On pourra continuer le travail en supposant que la raspberry
est allumée et accessible via le nom d’hôte éponyme. Pour ce
faire, écrire dans le fichier /etc/hosts :
`192.168.0.2 raspberry`
Kexec & mise-à-jour à distance
------------------------------
Nous allons installer kexec pour montrer comment on peut
faire évoluer le système :
`sudo $ARM-emerge kexec-tools
PKGDIR=/usr/$ARM/packages sudo $ARM-emerge kexec-tools \
--root root-work --usepkgonly
sudo btrfs subvolume snapshot -r root-work root-xxx-r1
sudo btrfs send -p root-xxx root-xxx-r1 -f incr.img
sudo scp incr.img raspberry:/tmp
sudo ssh raspberry
mount -o subvol=/ /dev/mmcblk0p2 /mnt
btrfs receive -f /tmp/incr.img /mnt
btrfs subvolume set-default \
$(btrfs inspect-internal rootid /mnt/root-xxx-r1) /mnt
umount /mnt
systemctl reboot`
Ce qui devrait logiquement fermer la connexion ssh. Attendre
quelques secondes, puis relancer :
`sudo ssh raspberry
mount -o subvol=/ /dev/mmcblk0p2 /mnt
btrfs subvolume delete /mnt/root-xxx
umount /mnt
kexec -v`
La dernière commande devrait être ok : on a réalisé une mise
à jour à distance de notre raspberry !
Pourquoi kexec ? Et bien, si un nouveau noyau tombe dans un
`kernel panic` et que l’option
`menuconfig->kernel hacking->panic timeout`
est réglée à 10 (par exemple), alors qu’il est lancé avec
kexec, la carte redémarrera automatiquement sur l’ancien
noyau. Elle est pas belle la vie ? Voyons voir, compilons un
nouveau noyau, selon la procédure décrite précédemment.
Puis :
`sudo scp arch/arm/boot/zImage raspberry:/tmp
sudo ssh raspberry
kexec -l /tmp/zImage --atags --command-line="$(cat /proc/cmdline)"

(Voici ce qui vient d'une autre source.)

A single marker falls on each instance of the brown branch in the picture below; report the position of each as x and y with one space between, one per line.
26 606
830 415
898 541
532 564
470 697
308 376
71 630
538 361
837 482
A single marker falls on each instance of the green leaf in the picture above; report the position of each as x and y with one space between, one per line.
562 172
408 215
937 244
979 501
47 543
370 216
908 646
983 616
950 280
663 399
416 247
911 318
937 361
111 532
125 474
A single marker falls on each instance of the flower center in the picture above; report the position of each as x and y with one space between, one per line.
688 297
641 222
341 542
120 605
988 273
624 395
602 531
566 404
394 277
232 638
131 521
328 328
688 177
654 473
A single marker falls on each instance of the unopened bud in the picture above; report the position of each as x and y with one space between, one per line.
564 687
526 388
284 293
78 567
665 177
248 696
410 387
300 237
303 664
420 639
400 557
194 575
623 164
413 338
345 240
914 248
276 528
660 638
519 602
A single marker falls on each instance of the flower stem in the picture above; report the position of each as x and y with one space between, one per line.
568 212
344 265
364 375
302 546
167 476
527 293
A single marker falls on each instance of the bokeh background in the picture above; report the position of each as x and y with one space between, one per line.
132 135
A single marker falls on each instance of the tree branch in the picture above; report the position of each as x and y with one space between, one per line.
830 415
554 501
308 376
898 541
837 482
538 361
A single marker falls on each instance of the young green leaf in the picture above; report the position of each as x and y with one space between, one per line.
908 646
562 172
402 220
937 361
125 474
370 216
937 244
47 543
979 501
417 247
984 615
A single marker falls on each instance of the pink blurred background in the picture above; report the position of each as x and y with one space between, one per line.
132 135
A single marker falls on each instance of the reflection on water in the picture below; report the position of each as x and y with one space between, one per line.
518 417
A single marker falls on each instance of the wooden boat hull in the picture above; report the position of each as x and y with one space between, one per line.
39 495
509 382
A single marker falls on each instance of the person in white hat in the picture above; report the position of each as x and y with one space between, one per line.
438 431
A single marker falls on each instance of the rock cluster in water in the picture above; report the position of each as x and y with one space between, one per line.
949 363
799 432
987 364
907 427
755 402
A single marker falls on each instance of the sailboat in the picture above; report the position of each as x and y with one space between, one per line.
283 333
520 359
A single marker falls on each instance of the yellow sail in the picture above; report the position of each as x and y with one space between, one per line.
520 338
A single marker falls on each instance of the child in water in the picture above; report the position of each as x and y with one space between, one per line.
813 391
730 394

kexec -e` <- TODO c’est pas du propre !
Rendre fonctionnel l’ensemble
-----------------------------
Pour corriger les erreurs qui subsistent, il suffit d’ouvrir
le journal systemd. Par exemple, mon installation montre que
des groupes et des utilisateurs qui sont nécessaires au bon
fonctionnement de systemd, etc. n’ont pas été créés. J’ai
corrigé cela en ajoutant les lignes nécessaires aux fichiers
`/etc/passwd` & `/etc/group`, directement piquées de mon système
principal.
C’est aussi le journal qui permet de connaître les
répertoires qui doivent être accessibles en écriture pour la
section suivante.
Système de fichier mixte ro–rw
------------------------------
Btrfs permet d’obtenir un système de fichier qui utilise
deux blocs mémoire sources, dont un est en lecture seule. On
va donc procéder à la création d’un fichier image qui
contiendra un système de fichiers en lecture seule, et d’un
bloc situé en mémoire vive accessible en écriture, et qui
sera le *copy‐on‐write* du fichier image. On pourra ainsi
limiter les écritures sur la carte SD, afin de la préserver.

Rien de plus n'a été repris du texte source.